8 Franken fürs Entzittern

Nach einigem Suchen bin ich bei einer App mit dem etwas seltsamen Namen Emulsio gelandet. Es gibt sie konstenlos fürs iPhone und iPad; doch für die ernsthafte Benutzung benötigt man das Pro Pack 2. Damit lassen sich Videos ohne Wasserzeichen exportieren – und selbstverständlich möchte mit seinen fertigen Videos nicht auch noch Werbung für die App machen. Dieses Pro-Pack kostet als In-App-Kauf 8 Franken und ist das Geld allemal wert.

Das Fadenkreuz in der Mitte zeigt an, ob die Stärke der Korrektur ausreicht, um alle Wackler herauszurechnen.

Die App hat rechts einen vertikalen Schieberegler, über den man die Stärke der Korrektur einstellt. Je stärker man korrigiert, desto kleiner wird der Ausschnitt.

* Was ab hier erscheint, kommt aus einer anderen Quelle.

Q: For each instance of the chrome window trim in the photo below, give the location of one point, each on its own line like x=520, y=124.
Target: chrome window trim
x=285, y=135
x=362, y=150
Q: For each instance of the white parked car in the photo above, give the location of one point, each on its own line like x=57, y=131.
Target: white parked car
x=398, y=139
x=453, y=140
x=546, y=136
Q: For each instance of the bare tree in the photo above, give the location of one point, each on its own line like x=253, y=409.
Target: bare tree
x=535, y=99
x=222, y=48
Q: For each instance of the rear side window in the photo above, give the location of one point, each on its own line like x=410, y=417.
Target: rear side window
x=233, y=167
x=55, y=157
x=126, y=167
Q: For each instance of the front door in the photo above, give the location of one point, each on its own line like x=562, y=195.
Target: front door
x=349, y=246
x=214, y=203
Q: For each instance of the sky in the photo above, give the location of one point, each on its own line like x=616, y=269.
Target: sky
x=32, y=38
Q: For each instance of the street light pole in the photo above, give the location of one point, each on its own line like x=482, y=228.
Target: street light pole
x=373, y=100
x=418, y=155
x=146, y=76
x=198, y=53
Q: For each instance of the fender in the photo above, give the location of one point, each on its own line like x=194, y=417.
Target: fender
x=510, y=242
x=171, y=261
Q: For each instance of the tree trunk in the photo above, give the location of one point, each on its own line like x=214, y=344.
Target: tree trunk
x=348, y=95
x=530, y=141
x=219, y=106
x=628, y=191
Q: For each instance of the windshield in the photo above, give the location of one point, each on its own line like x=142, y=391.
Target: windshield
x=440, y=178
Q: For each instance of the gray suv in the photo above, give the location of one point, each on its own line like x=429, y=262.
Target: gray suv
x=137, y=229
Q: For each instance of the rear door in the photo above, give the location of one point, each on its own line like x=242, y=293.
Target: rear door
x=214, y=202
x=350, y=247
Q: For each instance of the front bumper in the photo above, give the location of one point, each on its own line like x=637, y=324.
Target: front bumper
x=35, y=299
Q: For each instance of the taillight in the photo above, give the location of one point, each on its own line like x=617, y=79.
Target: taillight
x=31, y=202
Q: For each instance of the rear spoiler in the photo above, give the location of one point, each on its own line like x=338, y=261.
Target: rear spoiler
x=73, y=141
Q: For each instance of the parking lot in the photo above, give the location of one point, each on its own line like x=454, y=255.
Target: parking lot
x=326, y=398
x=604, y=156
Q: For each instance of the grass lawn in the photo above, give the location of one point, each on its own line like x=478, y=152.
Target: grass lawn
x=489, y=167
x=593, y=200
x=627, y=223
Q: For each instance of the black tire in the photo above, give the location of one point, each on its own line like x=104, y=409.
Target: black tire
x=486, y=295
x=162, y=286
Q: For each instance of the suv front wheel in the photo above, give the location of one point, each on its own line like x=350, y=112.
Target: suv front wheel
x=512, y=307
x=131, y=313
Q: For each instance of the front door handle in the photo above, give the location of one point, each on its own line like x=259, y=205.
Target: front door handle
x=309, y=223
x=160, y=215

Denn die Stabilisierung funktioniert so, dass der Ausschnitt bei jedem Einzelbild so verschoben wird, dass die abgebildeten Elemente nicht mehr wild hin- und herspringen, sondern an Ort und Stelle verharren.

Man kann nun so korrigieren, dass grobe Ruckler nicht korrigiert werden, sondern nur die kleinen, kontinuierlichen Wackelbewegungen: Das macht das Zuschauen sehr viel angenehmer und verhindert, dass Bilddetails in den Randbereichen verloren gehen.

Am linken Rand finden sich vier Knöpfe:

  • Über den ersten wählt man, ob die Richtung nur horizontal oder nur vertikal korrigiert werden soll.
  • Der zweite Knopf gibt an, ob auch Drehbewegungen ausgemerzt werden.
  • Der dritte bekämpft den Rolling-Shutter-Effekt. Das ist eine horizontale Verzerrung, die bei schnellen Schwenks sichtbar ist, wenn der Bildsensor Zeile für Zeile ausgelesen wird.
  • Der vierte Knopf führt zu den Einstellungen.

In diesen Einstellungen wählt man zwischen den Profilen Standard, Kino und Verwackelt. Die geben den Grad der Korrektur an: Kino ergibt auch auf grossen Bildschirmen ein ruhiges Bild; Verwackelt behält ein gewisses Wackeln bei, für den Fall, das das als Stilelement erhalten bleiben soll. Standard macht etwas dazwischen.

Diverse Optionen fürs Stabilisieren

Bei den erweiterten Optionen gibt es die Option Ränder vermeiden. Ich nehme an, sie sorgt dafür, dass der Ausschnitt so verkleinert wird, dass an den Rändern fehlende Bildteile sichtbar werden. Bei meinen Tests konnte ich durch Abschalten keinen Unterschied bemerken. Trotzdem empfehle ich, es bei Videos, die durch die Stabilisierung im Ausschnitt zu stark beschnitten werden, einmal ohne diese Option zu probieren.

Über die beiden Knöpfe rechts oben aktiviert man den Splitscreen, bei dem man das Original und die korrigierte Variante nebeneinander sieht. Der Knopf mit der Kompassnadel zeigt eine Art Fadenkreuz in der Mitte des Videos, über das die Richtung und die Stärke des Wackelns sichtbar ist. Das hilft bei der Beurteilung, wie gravierend das Wackeln ist. Man kann herausfinden, welche Teile des Clips weniger korrigiert werden müssen und ggf. die stärker verwackelten Teile wegschneiden.

Tut, was es sollte

Fazit: Emulsio tut genau das, was ich erwarte – und zwar auf qualitativ überzeugende Art und Weise. Die Einstellungsmöglichkeiten helfen, das Optimum aus dem vorhandenen Material herauszuholen. Und es ist eine Binsenwahrheit, dass korrigiertes Material – seien es Tele-Aufnahmen oder windige Drohnenflüge – um Welten angenehmer anzuschauen ist. Darum lohnt sich die Investition ins Pro-Pack, selbst wenn man die App nur ein einziges Mal benutzt.

Mein Igel-Video gibt es übrigens bei Instagram zu sehen.

Beitragsbild: Man sollte sich nicht wundern, wenn beim Camera tossing die Bilder verwackelt sind (Julius Drost, Unsplash-Lizenz).